Corolla's last small school closed in 1957 after the student population dropped following World War II.

Wednesday, September 7, 2011

Mid-Currituck Bridge Decision expected to come soon

A recent article posted by the Daily Advance and a large document released by the NC Turnpike Authority indicate that we may soon know the answer to whether the Bridge could become a reality or not. Click here for the Turnpike document. Below is the article:

Bridge decision expected

By Cindy Beamon

The Daily Advance

Saturday,September 3,2011

For more than a decade,Currituck residents have been hearing about a mid-county bridge,but with no final authorization to launch the project. That may change soon.

The North Carolina Turnpike Authority is expected to release an environmental impact statement this month and make a final decision by fall on building the proposed seven-mile span linking the mainland with the Outer Banks.

The EIS could be ready in weeks,said Jennifer Harris,director of planning and environmental studies for the Turnpike Authority. All responses from state and federal agencies are in,except for one,said Harris. The Turnpike Authority is still awaiting comments from the Federal Highway Commission before releasing the EIS.

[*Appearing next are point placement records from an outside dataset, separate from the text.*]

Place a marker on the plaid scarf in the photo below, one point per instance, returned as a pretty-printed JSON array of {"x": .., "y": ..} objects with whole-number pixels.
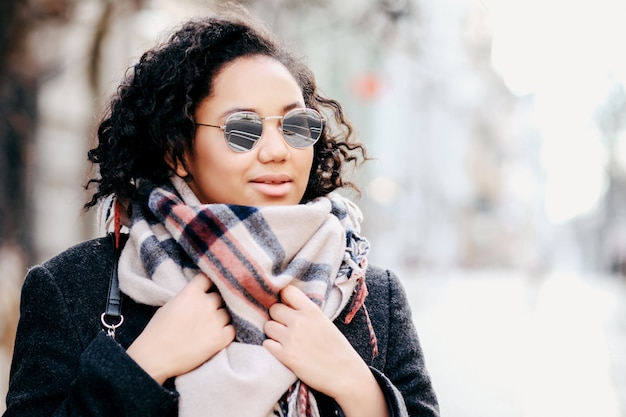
[{"x": 250, "y": 253}]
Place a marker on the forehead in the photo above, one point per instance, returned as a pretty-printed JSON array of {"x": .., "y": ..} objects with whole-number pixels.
[{"x": 254, "y": 80}]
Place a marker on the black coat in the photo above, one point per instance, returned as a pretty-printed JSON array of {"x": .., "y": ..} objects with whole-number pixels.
[{"x": 65, "y": 365}]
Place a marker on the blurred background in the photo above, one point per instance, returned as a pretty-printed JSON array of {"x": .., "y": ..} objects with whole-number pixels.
[{"x": 497, "y": 190}]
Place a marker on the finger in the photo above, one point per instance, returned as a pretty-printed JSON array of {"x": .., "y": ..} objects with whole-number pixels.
[
  {"x": 201, "y": 282},
  {"x": 279, "y": 312},
  {"x": 222, "y": 317},
  {"x": 215, "y": 299},
  {"x": 273, "y": 347},
  {"x": 274, "y": 330},
  {"x": 294, "y": 297}
]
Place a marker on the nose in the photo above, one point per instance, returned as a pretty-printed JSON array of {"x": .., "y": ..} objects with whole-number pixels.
[{"x": 272, "y": 145}]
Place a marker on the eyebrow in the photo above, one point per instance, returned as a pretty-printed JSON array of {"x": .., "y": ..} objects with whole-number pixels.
[{"x": 285, "y": 109}]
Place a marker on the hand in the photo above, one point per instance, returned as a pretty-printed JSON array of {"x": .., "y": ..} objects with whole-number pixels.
[
  {"x": 307, "y": 342},
  {"x": 185, "y": 332}
]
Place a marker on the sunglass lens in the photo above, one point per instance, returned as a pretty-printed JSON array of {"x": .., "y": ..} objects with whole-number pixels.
[
  {"x": 302, "y": 127},
  {"x": 243, "y": 130}
]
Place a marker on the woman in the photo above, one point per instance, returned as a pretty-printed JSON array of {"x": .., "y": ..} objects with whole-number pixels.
[{"x": 245, "y": 280}]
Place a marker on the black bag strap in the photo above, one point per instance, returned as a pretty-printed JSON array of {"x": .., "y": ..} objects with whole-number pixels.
[{"x": 112, "y": 317}]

“It’s getting very close,” said Harris.

Once the EIS is released,state and federal agencies and the public will have another chance to comment. Next comes the state’s record of decision — the final approval needed for the project.

Although a final decision has not been made,the state has already invested heavily in the project.

Currituck Development Group,a group of 17 private contractors,was awarded a $5 million contract for preliminary designs of a span stretching across the Currituck Sound from near Aydlett to just south of Corolla.

The preliminary work included a study to determine how much money the toll road would collect. The study released in July will be used to secure financing for the $660 million project,said Harris. The report concluded more than a million cars would cross the bridge and generate $13 million from tolls the first year it opens.

CDG also hired geotechnical engineers to collect soil samples from the Currituck Sound in June to aid in the bridge’s design.

Construction of the bridge will be funded with a combination of private and public funding,state officials have planned.

This spring,the state’s share of that funding appeared to be on shaky ground.

In 2010,the General Assembly approved $15 million a year for the bridge,but a power shift in the General Assembly and proposed budget cuts appeared to endanger the project. By the end of the session,however,the funding was restored.

Private investors have proposed to finance and construct the bridge,using tolls to pay for it.

The state funds would be used to subsidize construction so that tolls will not go above what motorists are willing to pay.

The state still needs to award a construction contract,but CDG appears to be the likely choice.

The state began financing negotiations last year with the limited liability company’s main contractor ACS Infrastructure Development,a major bridge-building company.

If the project goes according to the schedule,the bridge could be open to traffic by 2016.